Note that Mass.gov has a very helpful page about security deposits, which is where I found most of what I needed to learn my rights.

Brendan Salisbury

In July of 2024, my roommate and I let our landlord know that we intended to renew our lease for another year. Obligingly, they sent over a lease renewal for us to sign. Included in the renewal, though, was a provision that we were required to keep the apartment clean to their satisfaction or hire someone to do it if we weren’t able to. “They can’t do that, right?” my roommate asked me. To which I, of course, responded “no.”

I said it with confidence because Massachusetts law does not allow a landlord to withhold the security deposit for cleaning. I also knew that it said if our landlord tried to keep any part of our security deposit for cleaning, they were on the hook for treble damages (a fancy way of saying “three times the security deposit”). As I learned a bit over a year later, though, Massachusetts law actually says quite a lot more than that. So I’m going to share with you what I wish I’d known then in the hopes it saves you some grief in the future. Or at least compensates you for any grief you’ve already suffered.

Let me start by saying, I am not an attorney. I do have a legal education, which makes me at least slightly better at finding and understanding relevant law than your average bear, but I’m not licensed to practice law. None of what I’m sharing should be considered legal advice. I don’t know your specific circumstances or if my experience is relevant to them, and none of the laws I’m going to reference are relevant outside of Massachusetts, period. If you want legal help, I strongly recommend seeing what free resources are available to you through your local bar association.

All I’m doing is sharing what I went through and learned, citing my sources, and telling you how it worked out for me. My hope is that by doing so I can get more people to think about whether what their landlord is doing is legal, and maybe take action if they determine it isn’t. I am exhausted by the culture of ignorance about landlords’ responsibilities and tenants’ rights, and I’m hoping I can shift it just a little bit by saying “hey look! I understood my rights, sued my landlord, and walked away with a good chunk of change!”

Oops, spoiled the end. Yeah, I won, and it wasn’t even that hard. Some parts of this are going to be a little dry but I’ll do my best to keep it interesting. No matter how boring reading the rulebook is, you’ll never win if you don’t know what kind of game you’re playing.

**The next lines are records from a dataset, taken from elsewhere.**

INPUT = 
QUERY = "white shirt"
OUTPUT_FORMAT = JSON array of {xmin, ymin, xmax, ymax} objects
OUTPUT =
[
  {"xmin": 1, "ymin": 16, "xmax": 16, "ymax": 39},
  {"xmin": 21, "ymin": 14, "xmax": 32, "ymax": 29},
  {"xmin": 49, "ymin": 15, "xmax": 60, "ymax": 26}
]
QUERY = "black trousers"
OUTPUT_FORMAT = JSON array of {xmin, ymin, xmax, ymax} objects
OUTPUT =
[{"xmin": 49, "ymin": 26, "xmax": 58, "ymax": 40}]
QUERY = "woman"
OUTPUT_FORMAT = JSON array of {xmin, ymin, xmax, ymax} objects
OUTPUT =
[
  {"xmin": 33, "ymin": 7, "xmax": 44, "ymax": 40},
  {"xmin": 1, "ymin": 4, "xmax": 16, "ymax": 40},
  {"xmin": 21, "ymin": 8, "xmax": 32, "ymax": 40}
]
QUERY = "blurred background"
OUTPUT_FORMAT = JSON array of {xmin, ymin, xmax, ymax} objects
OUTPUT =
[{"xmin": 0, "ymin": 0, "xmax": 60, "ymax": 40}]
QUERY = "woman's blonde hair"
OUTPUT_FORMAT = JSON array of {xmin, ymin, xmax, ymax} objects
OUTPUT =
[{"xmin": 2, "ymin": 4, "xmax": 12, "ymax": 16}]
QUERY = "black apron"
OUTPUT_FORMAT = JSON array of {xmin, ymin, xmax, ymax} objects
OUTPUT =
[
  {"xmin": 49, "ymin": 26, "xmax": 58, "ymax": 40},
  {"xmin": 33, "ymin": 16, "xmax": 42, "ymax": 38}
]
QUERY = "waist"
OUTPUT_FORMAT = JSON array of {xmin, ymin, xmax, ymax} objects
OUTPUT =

So let’s jump to July, 2025. My roommate decided he was going to move on from the apartment, so I let our landlord know I was going to find a new roommate. They responded to let me know that the last time they had stopped by (something they did frequently, which is a story for another time) my roommate’s space was not as clean as they would like it to be. As consequence, they made the bizarre request that I “make sure he left his deposit as he did not take care of his bathroom” and that it was “just fair for him to give [me] part of the deposit for [them] to use for repairs.” I very politely directed their attention to the relevant Massachusetts General Law (ch. 186 § 15B) and figured that would be the end of it. It was not.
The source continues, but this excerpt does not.